SATANICO PANDEMONIUM (1975)

 

(a.k.a. LA SEXORCISTA; director/co-screenwriter: Gilberto Martínez Solares, based on Jose Barragán’s story. Uncredited co-screenwriter: Adolfo Martinez Solares.)

 

Review

This dreamlike, for-mature-audiences-only shocker is one of the best nunsploitation films I’ve seen. SATANICO takes a few minutes to set up the film’s simple storyline and its Mexican location before the action kicks in.

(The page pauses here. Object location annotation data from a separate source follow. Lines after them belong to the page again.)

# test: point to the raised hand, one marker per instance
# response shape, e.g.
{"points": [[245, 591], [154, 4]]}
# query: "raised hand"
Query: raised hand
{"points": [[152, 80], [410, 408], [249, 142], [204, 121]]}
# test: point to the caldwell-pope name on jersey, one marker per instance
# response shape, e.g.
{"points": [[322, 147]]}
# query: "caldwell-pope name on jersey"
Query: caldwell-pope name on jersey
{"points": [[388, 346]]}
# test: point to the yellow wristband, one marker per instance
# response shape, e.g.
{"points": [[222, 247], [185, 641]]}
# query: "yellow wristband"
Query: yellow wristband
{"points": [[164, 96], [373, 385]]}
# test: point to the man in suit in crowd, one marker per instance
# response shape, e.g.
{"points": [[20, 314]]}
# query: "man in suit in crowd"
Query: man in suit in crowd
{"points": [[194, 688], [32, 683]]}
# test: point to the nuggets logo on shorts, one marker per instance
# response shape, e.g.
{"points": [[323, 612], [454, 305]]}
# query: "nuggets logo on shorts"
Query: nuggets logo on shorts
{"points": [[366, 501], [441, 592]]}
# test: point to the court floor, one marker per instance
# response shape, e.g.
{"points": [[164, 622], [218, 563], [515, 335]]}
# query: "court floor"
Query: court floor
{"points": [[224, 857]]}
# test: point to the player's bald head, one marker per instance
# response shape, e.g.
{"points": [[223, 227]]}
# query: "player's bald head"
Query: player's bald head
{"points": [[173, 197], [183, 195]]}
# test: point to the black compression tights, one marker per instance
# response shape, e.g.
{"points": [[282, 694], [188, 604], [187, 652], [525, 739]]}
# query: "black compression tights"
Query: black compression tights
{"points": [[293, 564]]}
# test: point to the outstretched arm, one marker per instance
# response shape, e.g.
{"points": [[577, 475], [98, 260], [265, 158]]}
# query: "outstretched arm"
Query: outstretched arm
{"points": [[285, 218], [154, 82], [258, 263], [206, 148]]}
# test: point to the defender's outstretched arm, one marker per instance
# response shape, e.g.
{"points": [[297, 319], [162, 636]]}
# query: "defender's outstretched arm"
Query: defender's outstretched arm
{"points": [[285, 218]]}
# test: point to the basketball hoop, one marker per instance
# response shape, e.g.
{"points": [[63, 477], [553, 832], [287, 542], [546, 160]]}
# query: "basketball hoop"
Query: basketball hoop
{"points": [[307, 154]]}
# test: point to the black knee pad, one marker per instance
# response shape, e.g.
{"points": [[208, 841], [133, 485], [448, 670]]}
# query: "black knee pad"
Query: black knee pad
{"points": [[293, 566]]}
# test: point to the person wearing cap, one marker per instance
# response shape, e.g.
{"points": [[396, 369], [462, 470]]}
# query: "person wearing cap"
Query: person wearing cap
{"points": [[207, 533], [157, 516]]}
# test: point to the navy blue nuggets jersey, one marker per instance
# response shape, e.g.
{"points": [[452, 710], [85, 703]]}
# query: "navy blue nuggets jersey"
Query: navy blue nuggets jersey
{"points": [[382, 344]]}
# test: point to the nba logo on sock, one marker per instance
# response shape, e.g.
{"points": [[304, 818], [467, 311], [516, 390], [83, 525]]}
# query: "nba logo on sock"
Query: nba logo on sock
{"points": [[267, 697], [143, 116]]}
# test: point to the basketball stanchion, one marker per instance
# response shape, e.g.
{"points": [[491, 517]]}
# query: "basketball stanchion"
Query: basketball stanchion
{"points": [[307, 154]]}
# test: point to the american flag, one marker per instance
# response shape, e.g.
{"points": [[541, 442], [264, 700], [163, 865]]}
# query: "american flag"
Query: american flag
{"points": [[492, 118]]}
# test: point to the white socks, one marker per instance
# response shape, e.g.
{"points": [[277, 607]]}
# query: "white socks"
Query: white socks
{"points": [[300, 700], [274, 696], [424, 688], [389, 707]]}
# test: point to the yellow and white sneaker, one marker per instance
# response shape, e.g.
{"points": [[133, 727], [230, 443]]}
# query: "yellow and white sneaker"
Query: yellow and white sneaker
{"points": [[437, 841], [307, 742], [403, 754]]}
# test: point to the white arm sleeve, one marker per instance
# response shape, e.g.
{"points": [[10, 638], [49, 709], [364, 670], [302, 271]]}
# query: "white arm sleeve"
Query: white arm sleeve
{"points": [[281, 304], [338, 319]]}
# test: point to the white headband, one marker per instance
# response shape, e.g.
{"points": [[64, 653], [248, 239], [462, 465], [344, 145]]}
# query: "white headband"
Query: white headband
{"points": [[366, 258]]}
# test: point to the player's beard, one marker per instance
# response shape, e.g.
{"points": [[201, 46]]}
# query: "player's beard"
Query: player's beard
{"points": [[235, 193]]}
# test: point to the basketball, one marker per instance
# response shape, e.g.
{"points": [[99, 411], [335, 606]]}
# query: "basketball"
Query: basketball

After Sister Maria (played by Cecilia Pezet) sees a nude, virile man (Luzbel/Lucifer, played by Enrique Rocha) stroll out of a river, she sees him and evidence of his influence everywhere (half-eaten apples, an owl, a black cat) in the unlikeliest of places. She alternates between punishing herself with a whip and a belt of thorns and seeking sexual pleasure with others. Maria’s acts become more brazen and brutal.

There are brief-for-the-genre lesbianism scenes, and quite a few scenes where Maria sheds her bride-of-Christ attire. The blood is bright and vivid, though SATANICO’s showing of it is restrained.

At an hour and twenty-nine minutes, SATANICO runs at a steady, character-true pace (while Maria’s sacrilegious behavior ramps up), the visual/color-palate aspects are intriguing (credit cinematographer Jorge Stahl Jr. for this), and if the ending feels like a cheat, it’s a mild let-down (at least for this viewer), I’m guessing it was written as such because SATANICO was made in a Catholic-dominated country, where the filmmakers had to take into account the powers and opinions that be. Standout film for the nunsploitation genre, this─worth checking out.

Fans of Robert Rodriguez’s 1996 crime-horror flick, FROM DUSK TILL DAWN may recall Salma Hayek’s vampiric stripper character, Satanica Pandemonium─not an accident that she’s named as such.